Question

${H^ + },H{e^ + }$ and ${O^{2 + }}$ all have the same kinetic energy passes through the region in which there is uniform magnetic field perpendicular to their velocity. The masses of ${H^ + },H{e^ + }$ and ${O^{2 + }}$ are $1$, $14$ and $16amu$ respectively. Then,
A) ${H^ + }$ will be deflected most
B) ${O^{2 + }}$ will be deflected most
C) $H{e^ + }$ and ${O^{2 + }}$ will be deflected equally
D) All will be deflected equally

Answer 1

Hint:- Using the expression of radius of curvature of the particle moving in the magnetic field –
$qvB = \dfrac{{m{v^2}}}{r}$
Find the relation between radius, mass and charge.
Then, put the values of charge and mass in that relation.

Complete step by step answer:
From the question, we know that the particle is moving in the uniform magnetic field perpendicular to their velocity. So, when the charged particles enter a magnetic field, then a force acts on the particle which will act as centripetal force.
$\therefore qvB = \dfrac{{m{v^2}}}{r} \\\ \Rightarrow r = \dfrac{{mv}}{{qB}} \cdots \left( 1 \right) \\\$
It is also given in the question, ${H^ + },H{e^ + }$ and ${O^{2 + }}$ all have the same kinetic energy. So, let the kinetic energy be $K$.
We know that –
$K = \dfrac{1}{2}m{v^2} \\\ \Rightarrow {v^2} = \dfrac{{2K}}{m} \\\ \therefore v = \dfrac{{\sqrt {2K} }}{m} \cdots \left( 2 \right) \\\$
Putting the value of $v$ from equation $\left( 2 \right)$ in equation $\left( 1 \right)$, we get –
$\Rightarrow r = \dfrac{m}{{qB}}\sqrt {\dfrac{{2K}}{m}} \\\ \Rightarrow r = \dfrac{m}{{qB\sqrt m }}\sqrt {2K} \\\ \Rightarrow r = \dfrac{{\sqrt {2Km} }}{{qB}} \\\ \Rightarrow r = \dfrac{{\sqrt {2K} }}{B} \times \dfrac{{\sqrt m }}{q} \\\$
In the above expression, we can see that, $\dfrac{{\sqrt {2K} }}{B}$ is the constant value as the kinetic energy is also the same.
$\therefore r\alpha \dfrac{{\sqrt m }}{q} \cdots \left( 3 \right)$
Now, according to the question, we know that masses of ${H^ + },H{e^ + }$ and ${O^{2 + }}$ are $1$, $14$ and $16amu$ respectively. So, putting values for ${H^ + },H{e^ + }$ and ${O^{2 + }}$ in equation $\left( 3 \right)$, we get –
$\Rightarrow {r_{{H^ + }}}\alpha \dfrac{{\sqrt 1 }}{1} \\\ \therefore {r_{{H^ + }}}\alpha 1 \\\$
$\Rightarrow {r_{H{e^ + }}}\alpha \dfrac{{\sqrt 4 }}{1} \\\ \therefore {r_{H{e^ + }}}\alpha 2 \\\$, and
$\Rightarrow {r_{{O^{2 + }}}}\alpha \dfrac{{\sqrt {16} }}{2} \\\ \therefore {r_{{O^{2 + }}}}\alpha 2 \\\$
Therefore, from the above we can conclude that $H{e^ + }$ and ${O^{2 + }}$ will get deflected equally and since the radius of ${H^ + }$ is smallest it will deflect most.

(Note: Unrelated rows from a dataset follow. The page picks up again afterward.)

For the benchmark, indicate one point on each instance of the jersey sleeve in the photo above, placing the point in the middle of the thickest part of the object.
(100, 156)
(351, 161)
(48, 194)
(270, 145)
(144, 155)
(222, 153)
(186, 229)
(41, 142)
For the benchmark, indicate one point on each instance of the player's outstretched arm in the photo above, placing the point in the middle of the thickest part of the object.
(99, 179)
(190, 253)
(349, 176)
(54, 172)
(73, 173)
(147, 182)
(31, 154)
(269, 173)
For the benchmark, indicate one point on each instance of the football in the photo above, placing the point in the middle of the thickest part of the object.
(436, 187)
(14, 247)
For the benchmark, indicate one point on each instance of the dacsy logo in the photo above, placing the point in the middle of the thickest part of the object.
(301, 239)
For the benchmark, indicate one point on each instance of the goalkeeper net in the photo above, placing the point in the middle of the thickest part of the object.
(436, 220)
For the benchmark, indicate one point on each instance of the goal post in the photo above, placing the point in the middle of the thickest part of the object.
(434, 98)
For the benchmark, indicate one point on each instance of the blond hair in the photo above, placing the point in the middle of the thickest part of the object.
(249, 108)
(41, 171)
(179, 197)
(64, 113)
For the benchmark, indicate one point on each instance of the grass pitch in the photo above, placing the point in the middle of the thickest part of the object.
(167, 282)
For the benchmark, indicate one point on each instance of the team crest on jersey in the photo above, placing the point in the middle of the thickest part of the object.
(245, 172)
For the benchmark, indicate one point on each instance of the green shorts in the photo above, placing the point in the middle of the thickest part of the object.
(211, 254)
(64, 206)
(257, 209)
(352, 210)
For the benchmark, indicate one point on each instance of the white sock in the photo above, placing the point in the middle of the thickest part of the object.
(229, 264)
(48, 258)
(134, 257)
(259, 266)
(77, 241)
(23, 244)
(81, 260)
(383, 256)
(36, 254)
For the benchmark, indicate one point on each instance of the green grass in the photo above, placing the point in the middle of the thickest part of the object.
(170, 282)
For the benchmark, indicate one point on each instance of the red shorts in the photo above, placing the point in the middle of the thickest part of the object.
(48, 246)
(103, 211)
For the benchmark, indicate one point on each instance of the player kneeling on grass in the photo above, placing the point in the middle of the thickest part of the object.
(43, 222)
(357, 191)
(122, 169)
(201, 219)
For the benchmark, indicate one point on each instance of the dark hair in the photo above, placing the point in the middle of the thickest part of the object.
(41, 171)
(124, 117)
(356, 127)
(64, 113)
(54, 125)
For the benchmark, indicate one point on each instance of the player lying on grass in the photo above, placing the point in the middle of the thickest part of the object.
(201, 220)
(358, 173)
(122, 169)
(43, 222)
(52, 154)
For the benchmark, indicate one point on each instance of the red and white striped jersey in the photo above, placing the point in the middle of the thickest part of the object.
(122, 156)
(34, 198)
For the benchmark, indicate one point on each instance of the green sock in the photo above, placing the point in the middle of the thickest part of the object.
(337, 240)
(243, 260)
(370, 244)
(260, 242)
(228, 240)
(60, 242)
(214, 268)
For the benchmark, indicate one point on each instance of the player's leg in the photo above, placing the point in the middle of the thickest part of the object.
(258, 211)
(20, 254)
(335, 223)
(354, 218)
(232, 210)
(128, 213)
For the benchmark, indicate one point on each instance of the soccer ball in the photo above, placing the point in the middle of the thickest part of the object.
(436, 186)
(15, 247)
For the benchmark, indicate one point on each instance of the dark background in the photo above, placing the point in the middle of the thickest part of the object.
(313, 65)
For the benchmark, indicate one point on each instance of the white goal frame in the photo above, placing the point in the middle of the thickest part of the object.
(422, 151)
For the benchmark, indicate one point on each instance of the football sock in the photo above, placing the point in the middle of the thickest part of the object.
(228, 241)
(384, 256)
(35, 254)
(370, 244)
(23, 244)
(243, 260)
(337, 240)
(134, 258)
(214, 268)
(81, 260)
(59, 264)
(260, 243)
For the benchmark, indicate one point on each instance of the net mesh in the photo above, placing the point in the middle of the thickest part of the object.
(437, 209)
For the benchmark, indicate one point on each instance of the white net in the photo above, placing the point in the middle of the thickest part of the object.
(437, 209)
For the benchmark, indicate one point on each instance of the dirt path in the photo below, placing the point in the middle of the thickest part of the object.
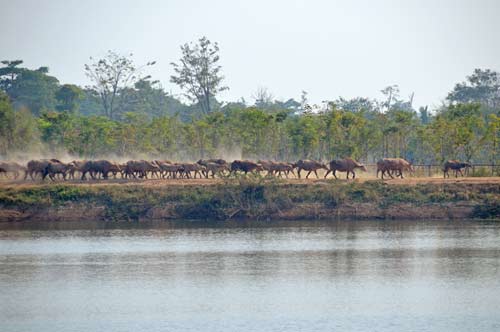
(5, 183)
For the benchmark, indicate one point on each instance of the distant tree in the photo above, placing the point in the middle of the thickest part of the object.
(391, 92)
(263, 97)
(357, 104)
(6, 123)
(198, 72)
(483, 86)
(110, 75)
(68, 98)
(33, 89)
(8, 74)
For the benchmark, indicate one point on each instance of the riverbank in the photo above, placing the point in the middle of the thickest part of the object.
(249, 198)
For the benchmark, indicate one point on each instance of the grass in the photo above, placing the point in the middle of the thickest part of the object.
(246, 197)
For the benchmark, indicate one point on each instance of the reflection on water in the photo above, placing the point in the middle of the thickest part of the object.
(362, 276)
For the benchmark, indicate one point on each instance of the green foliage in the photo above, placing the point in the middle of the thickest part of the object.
(198, 72)
(68, 98)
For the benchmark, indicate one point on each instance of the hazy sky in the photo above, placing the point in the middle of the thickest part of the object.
(328, 48)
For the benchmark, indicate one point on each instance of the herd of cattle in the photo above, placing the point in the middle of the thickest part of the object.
(164, 169)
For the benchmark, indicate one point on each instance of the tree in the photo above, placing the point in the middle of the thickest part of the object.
(198, 72)
(33, 89)
(263, 98)
(110, 75)
(6, 123)
(9, 73)
(483, 86)
(68, 98)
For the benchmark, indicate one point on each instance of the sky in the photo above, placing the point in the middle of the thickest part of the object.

Hence, the correct option is (A) and (C).

Note: - Remember that it is given in the question that kinetic energy is the same for all and particles pass through the region of uniform magnetic field. Since, the magnetic field is uniform it is also constant and kinetic energy is also constant for this. So, $\dfrac{{\sqrt {2K} }}{B}$ is made as constant.